The other reason is the global reach. Visa and Mastercard each clear in roughly 200 countries and 160 currencies. A U.S. consumer travelling to Europe taps the same card and the same network handles the FX leg invisibly. A FedNow rail or a stablecoin alternative requires a separate cross-border arrangement for that same purchase. The friction is small in the wholesale flow and large in the consumer flow, and the networks own the consumer flow.
The competitive flank that has actually opened is wallet routing. Apple Pay, Google Pay, and Samsung Pay each route the underlying transaction across the existing card networks, but they own the customer relationship and the device-level authorisation. The networks have responded by partnering rather than fighting; the wallets are tokenisation customers of the networks, and the networks earn full interchange on the underlying transaction even when the user-facing experience is wallet-branded. That alignment is the most underappreciated feature of the U.S. payments stack.
It also explains why the wallet companies have not been able to extract a larger share of payment economics over the past decade. They sit on top of the network rather than next to it.
Where the card-network adjacencies are growing
The growth that the major card networks captured during 2025 was not in the core acquiring business; it was in adjacent categories the networks have built or acquired. Visa’s Visa Direct, the push-payment product that competes with FedNow and ACH for small-value payouts, processed about $580 billion in 2025. Mastercard Move, the equivalent product, processed about $410 billion. Both products have grown roughly 30 percent year-on-year, far above the underlying card volume growth.

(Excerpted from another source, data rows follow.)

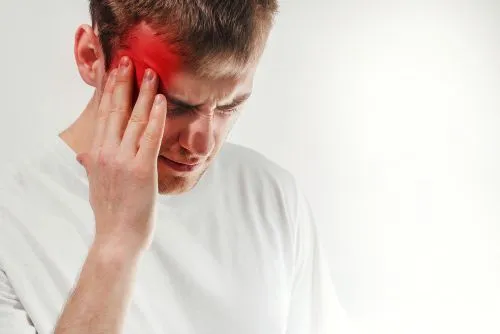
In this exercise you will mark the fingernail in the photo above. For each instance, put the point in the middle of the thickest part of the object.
(158, 99)
(124, 65)
(112, 76)
(149, 75)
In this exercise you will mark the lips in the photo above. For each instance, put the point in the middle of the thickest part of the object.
(182, 163)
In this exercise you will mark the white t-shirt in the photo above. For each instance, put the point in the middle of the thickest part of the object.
(239, 253)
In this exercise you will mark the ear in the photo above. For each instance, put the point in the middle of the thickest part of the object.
(89, 56)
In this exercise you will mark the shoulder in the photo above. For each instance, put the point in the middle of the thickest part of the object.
(251, 163)
(248, 172)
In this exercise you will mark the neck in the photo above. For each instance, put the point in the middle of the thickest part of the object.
(79, 135)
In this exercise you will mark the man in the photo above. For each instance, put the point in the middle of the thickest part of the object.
(184, 233)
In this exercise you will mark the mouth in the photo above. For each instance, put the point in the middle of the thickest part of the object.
(177, 166)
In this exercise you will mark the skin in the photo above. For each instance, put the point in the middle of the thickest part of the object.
(191, 135)
(118, 141)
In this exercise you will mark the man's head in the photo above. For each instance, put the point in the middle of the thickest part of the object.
(205, 52)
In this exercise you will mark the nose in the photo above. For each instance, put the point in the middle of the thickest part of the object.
(198, 136)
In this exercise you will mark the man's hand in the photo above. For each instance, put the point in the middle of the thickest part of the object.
(121, 168)
(122, 164)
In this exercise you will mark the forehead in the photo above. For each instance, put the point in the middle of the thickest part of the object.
(197, 90)
(216, 78)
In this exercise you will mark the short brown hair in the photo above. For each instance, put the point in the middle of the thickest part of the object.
(204, 31)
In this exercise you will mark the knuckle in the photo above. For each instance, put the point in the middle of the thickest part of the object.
(137, 118)
(141, 171)
(149, 137)
(119, 108)
(105, 157)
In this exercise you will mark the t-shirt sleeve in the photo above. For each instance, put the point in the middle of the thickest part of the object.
(13, 317)
(314, 307)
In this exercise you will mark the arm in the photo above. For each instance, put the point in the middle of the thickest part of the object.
(123, 181)
(102, 294)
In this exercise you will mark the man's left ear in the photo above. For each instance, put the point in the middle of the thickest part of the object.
(89, 56)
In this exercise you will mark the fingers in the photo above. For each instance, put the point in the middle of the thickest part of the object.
(103, 112)
(140, 115)
(120, 104)
(153, 134)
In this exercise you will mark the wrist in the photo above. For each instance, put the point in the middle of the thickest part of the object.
(115, 251)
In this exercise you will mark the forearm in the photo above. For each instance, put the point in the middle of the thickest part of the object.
(101, 297)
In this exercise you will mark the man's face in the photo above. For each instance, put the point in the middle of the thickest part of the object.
(201, 112)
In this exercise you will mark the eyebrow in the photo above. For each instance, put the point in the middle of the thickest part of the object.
(237, 101)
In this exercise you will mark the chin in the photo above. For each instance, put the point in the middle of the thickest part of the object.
(169, 184)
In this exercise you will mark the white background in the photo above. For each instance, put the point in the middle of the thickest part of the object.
(388, 114)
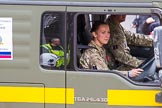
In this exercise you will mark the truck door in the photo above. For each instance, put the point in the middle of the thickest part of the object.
(98, 88)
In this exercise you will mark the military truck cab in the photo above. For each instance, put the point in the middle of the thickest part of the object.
(30, 79)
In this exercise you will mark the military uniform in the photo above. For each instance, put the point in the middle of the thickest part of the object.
(94, 58)
(117, 45)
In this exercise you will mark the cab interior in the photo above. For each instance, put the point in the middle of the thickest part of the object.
(84, 24)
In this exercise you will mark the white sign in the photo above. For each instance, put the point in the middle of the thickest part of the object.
(6, 45)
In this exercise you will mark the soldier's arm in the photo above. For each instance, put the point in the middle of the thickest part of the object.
(92, 60)
(126, 58)
(138, 39)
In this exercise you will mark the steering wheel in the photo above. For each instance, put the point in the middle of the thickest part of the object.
(149, 73)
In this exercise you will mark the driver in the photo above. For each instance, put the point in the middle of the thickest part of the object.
(95, 56)
(118, 43)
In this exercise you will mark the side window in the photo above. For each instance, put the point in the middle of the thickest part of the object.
(52, 40)
(130, 44)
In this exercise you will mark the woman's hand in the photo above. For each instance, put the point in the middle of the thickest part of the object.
(135, 72)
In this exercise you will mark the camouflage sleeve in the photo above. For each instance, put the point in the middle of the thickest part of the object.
(90, 59)
(138, 39)
(126, 58)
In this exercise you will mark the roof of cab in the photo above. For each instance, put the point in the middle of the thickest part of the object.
(146, 3)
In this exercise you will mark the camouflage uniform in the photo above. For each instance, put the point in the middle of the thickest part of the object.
(94, 58)
(117, 45)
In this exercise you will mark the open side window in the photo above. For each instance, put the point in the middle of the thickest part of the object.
(84, 24)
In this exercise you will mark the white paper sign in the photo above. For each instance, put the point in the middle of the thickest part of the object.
(6, 45)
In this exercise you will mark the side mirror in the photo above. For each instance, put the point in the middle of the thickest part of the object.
(158, 46)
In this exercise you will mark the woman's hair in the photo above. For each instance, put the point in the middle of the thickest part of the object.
(96, 25)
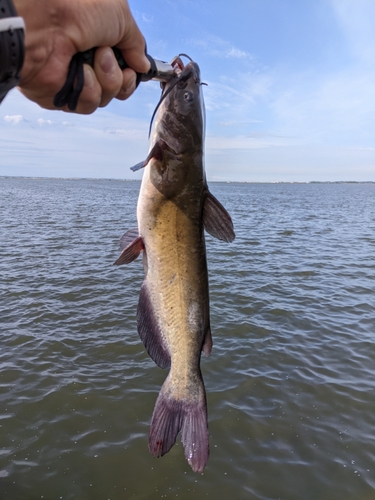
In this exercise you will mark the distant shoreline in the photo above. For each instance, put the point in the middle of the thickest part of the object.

The other adjacency is fraud and risk technology. Visa’s CyberSource and Mastercard’s Ekata, both acquired in the early 2020s, contributed about $4.2 billion combined in fraud-management revenue during 2025. The growth here is structural: the rise of card-not-present transactions has increased the absolute volume of fraud, and the networks are best positioned to provide the data and tooling that merchants need.
What 2026 will probably reveal about card networks and payment rails U.S.
Three questions will shape the year. First, whether the Credit Card Competition Act passes in 2026. The most likely outcome is no, but with a meaningful narrowing of the margin in the Senate vote, which would set up a more credible path in 2027. Second, whether FedNow grows from roughly $2 billion in average daily value to crossing higher daily benchmarks. Internal Federal Reserve forecasts have January 2027 as the most likely crossing date, which would put 2026 at a steadily accelerating pace. Third, whether the card networks’ stablecoin settlement programmes scale into a meaningful line item or stay supplementary. The trajectory suggests the latter; both networks have positioned stablecoins defensively rather than offensively.
What will not happen, at least not in 2026, is a meaningful displacement of the Visa-Mastercard duopoly in U.S. consumer card transactions. The competitive moat is structural and has, if anything, widened during the past three years as the networks absorbed adjacent categories. The conversation in U.S. retail payments will, by the end of 2026, look more like the conversation in 2022: an entrenched duopoly running an extremely profitable business, with a long tail of operational improvements at the margins. The notable difference will be the size of the adjacencies.